4. De rechter legt de maatregel slechts op, nadat hij een met redenen omkleed, gedagtekend en ondertekend advies over de wenselijkheid of noodzakelijkheid van de maatregel heeft doen overleggen. Indien dit advies eerder dan een jaar voor de aanvang van de terechtzitting is gedagtekend, kan de rechter hiervan slechts gebruik maken met instemming van het openbaar ministerie en de verdachte.

5. Het vierde lid blijft buiten toepassing indien de verdachte weigert medewerking te verlenen aan het onderzoek dat ten behoeve van het advies moet worden verricht. Voor zover mogelijk wordt over de reden van de weigering rapport opgemaakt. De rechter doet zich zo veel mogelijk een ander advies of rapport dat hem over de wenselijkheid of noodzakelijkheid van de maatregel kan voorlichten en aan de totstandkoming waarvan de verdachte wel bereid is om medewerking te verlenen, overleggen.

6. Bij het opleggen van de maatregel neemt de rechter de inhoud van de overige adviezen en rapporten die over de verdachte zijn uitgebracht, alsmede de veelvuldigheid van voorafgegane veroordelingen wegens misdrijf in aanmerking.

7. Onder een veroordeling als bedoeld in het eerste lid, onder 2°, wordt mede verstaan een onherroepelijke veroordeling door een strafrechter in een andere lidstaat van de Europese Unie wegens soortgelijke feiten.

Uitleg in duidelijke taal

1. De rechter kan op vordering van het openbaar ministerie de maatregel opleggen tot plaatsing van een verdachte in een inrichting voor stelselmatige daders, indien:

Dit betekent dat de rechter, als het openbaar ministerie dit eist (vordert), de maatregel kan opleggen waarbij een verdachte wordt geplaatst in een speciale inrichting voor personen die herhaaldelijk misdrijven plegen (stelselmatige daders). Dit kan alleen onder de volgende voorwaarden (indien):

1°. het door de verdachte begane feit een misdrijf betreft waarvoor voorlopige hechtenis is toegelaten;

Dit houdt in dat het feit dat de verdachte heeft gepleegd (begane feit) een misdrijf moet zijn, en voor dit specifieke misdrijf moet het wettelijk toegestaan zijn om de verdachte in voorlopige hechtenis te nemen.

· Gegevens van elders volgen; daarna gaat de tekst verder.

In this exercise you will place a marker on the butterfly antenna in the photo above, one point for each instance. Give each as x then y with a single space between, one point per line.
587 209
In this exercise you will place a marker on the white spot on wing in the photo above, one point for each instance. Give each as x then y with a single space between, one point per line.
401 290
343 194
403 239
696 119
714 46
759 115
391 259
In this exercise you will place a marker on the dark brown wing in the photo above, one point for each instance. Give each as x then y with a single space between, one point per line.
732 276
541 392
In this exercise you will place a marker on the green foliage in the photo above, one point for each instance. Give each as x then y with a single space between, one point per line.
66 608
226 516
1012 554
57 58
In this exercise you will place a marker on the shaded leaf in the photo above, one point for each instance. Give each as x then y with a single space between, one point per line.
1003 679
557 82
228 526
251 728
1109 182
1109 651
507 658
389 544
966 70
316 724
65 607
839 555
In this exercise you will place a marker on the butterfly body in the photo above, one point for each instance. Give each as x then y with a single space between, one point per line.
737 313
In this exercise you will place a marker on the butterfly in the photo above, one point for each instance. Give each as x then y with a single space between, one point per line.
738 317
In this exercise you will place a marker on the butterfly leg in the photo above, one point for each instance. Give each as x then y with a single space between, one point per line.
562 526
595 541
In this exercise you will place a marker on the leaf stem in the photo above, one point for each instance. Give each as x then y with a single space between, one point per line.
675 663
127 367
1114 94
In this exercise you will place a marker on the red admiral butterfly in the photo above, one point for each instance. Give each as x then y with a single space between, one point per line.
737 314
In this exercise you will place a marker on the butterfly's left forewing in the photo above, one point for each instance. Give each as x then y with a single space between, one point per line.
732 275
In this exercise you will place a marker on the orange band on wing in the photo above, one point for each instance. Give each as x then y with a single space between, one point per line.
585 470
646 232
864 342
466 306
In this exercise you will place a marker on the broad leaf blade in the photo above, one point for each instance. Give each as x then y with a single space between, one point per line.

2°. de verdachte in de vijf jaren voorafgaand aan het door hem begane feit ten minste driemaal wegens een misdrijf onherroepelijk tot een vrijheidsbenemende straf of maatregel, een vrijheidsbeperkende maatregel of een taakstraf is veroordeeld dan wel bij onherroepelijke strafbeschikking een taakstraf is opgelegd, het feit is begaan na tenuitvoerlegging van deze straffen of maatregelen en er voorts ernstig rekening mede moet worden gehouden dat de verdachte wederom een misdrijf zal begaan, en

Dit betekent dat de verdachte in de vijf jaar direct voorafgaand aan het huidige misdrijf (het door hem begane feit) minimaal drie keer definitief (onherroepelijk) veroordeeld moet zijn voor een misdrijf. Deze veroordelingen moeten geleid hebben tot een straf of maatregel die de vrijheid ontneemt, een maatregel die de vrijheid beperkt, of een taakstraf. Het kan ook zijn dat via een definitieve (onherroepelijke) strafbeschikking een taakstraf is opgelegd. Verder moet het huidige misdrijf gepleegd zijn nadat deze eerdere straffen of maatregelen zijn uitgevoerd (tenuitvoerlegging). Bovendien moet er een serieuze verwachting zijn (ernstig rekening mede moet worden gehouden) dat de verdachte opnieuw een misdrijf zal plegen (wederom een misdrijf zal begaan), en

3°. de veiligheid van personen of goederen het opleggen van de maatregel eist.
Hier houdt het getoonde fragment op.